Vous êtes jeunes, vous formez un joli petit couple et vous cherchez une jolie petite maison pour construire une jolie petite famille. Lors d’une visite dans une agence immobilière, on vous propose un logement dans un lotissement résidentiel labyrinthique où toutes les maisons sont identiques, tout droit sorti d’un délire à la Tim Burton ou David Lynch. Où le ciel ressemble à du simple papier peint, à une toile de Magritte. Où il n’y a aucun bruit, pas même un souffle de vent. Où la nourriture n’a pas de goût, pas de saveur. Où, surtout, il n’y a aucune issue. Vous aurez beau tenter d’en trouver une, vous voilà revenant sans cesse à votre point de départ : votre jolie petite maison pour votre jolie petite famille.

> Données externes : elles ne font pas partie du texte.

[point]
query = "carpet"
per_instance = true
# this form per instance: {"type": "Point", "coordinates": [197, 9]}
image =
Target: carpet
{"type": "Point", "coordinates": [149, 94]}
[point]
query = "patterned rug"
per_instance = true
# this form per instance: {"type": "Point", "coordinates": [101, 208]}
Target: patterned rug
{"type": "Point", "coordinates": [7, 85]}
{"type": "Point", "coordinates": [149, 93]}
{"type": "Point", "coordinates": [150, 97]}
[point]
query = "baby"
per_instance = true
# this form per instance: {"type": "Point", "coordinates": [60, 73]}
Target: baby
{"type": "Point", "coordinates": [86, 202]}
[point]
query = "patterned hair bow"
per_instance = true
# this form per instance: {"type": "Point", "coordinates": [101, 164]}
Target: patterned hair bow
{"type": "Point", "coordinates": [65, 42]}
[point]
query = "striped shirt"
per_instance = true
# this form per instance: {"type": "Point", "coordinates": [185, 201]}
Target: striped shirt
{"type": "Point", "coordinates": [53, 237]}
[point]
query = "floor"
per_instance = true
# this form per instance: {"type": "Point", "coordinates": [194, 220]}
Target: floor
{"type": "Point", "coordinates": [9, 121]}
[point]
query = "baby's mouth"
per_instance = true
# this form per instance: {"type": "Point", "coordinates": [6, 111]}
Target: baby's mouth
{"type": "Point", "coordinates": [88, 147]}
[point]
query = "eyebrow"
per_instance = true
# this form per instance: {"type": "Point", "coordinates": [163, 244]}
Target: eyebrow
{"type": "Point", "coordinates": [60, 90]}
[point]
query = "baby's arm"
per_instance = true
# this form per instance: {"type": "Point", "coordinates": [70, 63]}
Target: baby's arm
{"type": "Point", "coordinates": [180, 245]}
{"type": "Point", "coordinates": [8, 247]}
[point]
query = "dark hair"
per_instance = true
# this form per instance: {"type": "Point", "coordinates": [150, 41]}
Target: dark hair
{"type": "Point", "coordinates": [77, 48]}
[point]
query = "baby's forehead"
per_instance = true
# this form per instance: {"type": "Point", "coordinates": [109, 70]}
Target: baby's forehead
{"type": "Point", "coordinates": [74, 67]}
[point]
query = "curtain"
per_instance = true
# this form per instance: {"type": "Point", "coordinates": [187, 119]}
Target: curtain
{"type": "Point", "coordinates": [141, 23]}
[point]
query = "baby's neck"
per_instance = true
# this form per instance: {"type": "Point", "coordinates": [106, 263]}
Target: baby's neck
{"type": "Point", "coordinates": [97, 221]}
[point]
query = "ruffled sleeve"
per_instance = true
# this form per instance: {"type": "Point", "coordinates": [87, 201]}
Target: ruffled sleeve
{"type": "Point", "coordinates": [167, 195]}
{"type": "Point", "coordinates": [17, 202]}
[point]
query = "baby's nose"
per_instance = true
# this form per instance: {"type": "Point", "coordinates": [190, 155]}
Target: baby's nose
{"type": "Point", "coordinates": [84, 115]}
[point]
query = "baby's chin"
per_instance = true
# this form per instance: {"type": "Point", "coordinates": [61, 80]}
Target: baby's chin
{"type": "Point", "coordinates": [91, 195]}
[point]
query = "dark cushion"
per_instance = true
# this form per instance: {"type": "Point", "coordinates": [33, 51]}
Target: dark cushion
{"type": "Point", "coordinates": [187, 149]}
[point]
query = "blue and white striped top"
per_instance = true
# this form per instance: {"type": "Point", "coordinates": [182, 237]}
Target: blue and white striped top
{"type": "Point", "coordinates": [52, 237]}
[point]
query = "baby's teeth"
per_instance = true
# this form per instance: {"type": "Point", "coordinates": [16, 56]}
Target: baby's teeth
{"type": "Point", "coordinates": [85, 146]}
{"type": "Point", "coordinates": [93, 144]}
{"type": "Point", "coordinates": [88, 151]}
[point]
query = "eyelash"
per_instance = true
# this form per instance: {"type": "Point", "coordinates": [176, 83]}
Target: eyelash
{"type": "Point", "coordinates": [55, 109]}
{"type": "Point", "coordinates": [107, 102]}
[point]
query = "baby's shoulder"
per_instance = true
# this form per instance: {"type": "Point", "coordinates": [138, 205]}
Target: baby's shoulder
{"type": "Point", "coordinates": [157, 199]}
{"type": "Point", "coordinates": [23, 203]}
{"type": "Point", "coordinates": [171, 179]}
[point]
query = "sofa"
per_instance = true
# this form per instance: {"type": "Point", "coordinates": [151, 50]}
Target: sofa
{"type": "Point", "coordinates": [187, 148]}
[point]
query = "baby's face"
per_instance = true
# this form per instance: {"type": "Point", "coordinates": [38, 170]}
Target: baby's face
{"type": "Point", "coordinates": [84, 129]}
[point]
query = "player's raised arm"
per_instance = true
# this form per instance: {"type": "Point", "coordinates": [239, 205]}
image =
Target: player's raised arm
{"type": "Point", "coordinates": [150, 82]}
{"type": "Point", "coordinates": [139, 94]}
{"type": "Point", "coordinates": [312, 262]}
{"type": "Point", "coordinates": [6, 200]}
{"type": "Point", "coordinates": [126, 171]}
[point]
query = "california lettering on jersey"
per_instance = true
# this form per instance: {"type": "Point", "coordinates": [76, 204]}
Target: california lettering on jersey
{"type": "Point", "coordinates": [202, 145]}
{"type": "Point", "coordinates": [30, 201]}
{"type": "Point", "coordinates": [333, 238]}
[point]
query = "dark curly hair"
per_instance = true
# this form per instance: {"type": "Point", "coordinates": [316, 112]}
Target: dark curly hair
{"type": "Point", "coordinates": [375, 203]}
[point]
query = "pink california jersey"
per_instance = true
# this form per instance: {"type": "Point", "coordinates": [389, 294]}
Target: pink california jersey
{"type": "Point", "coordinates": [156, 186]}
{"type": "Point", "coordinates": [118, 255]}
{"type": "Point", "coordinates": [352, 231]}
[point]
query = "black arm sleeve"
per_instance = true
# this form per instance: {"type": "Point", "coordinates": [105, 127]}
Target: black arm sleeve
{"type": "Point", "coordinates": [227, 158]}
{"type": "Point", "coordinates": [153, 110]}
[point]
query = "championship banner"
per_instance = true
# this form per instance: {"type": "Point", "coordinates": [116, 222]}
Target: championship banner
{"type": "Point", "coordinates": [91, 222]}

C’est ce cauchemar sans fin que vivent Gemma et Tom, coincés dans une espèce de monde parallèle, forcés de vivre dans cet autre espace-temps qui leur réserve bien des tracas (à l’image de la mystérieuse forêt dans Without name, premier long-métrage de Lorcan Finnegan). Film 100% concept, esthétiquement stimulant, Vivarium se devait, avec un pitch aussi intrigant que prometteur, de tenir la distance sur plus d’une heure et demie en parvenant à le développer, à lui donner du sens, à ne pas le réduire à un simple exercice de style. D’ailleurs Finnegan, pour écrire son scénario, est parti d’un constat économique et social propre à son pays (ces zones et lotissements, victimes de la crise de 2008, devenus depuis des espaces fantômes), sans oublier, en préambule, la mise en exergue de l'étrange pratique des coucous colonisant d’autres nids pour leurs petits, tout le fonctionnement du film pouvant éventuellement se résumer à ce seul fait.
Au-delà donc de l’œuvre-gadget coincée quelque part entre The Truman show, un épisode de Black mirror ou de La quatrième dimension, Finnegan dénonce un quotidien devenu aliénant à force de conformisme et de consumérisme sans repère. La vie de famille imposée à Gemma et à Tom (qu’attend-t-on d’eux, à quelle genre d’expérience participent-ils, et quelle peut en être la finalité ?) a, et sans trop dévoiler évolutions et surprises narratives, tout de la parabole sur le devoir parental (et conjugal) égratigné avec une belle singularité et une pointe de sadisme. Imogen Poots et Jesse Eisenberg, parfaits en époux modèles dépassés par les événements, se prêtent sans faillir à ce jeu (de massacre) qui saura ravir les amateurs de bizarreries filmiques (et les autres).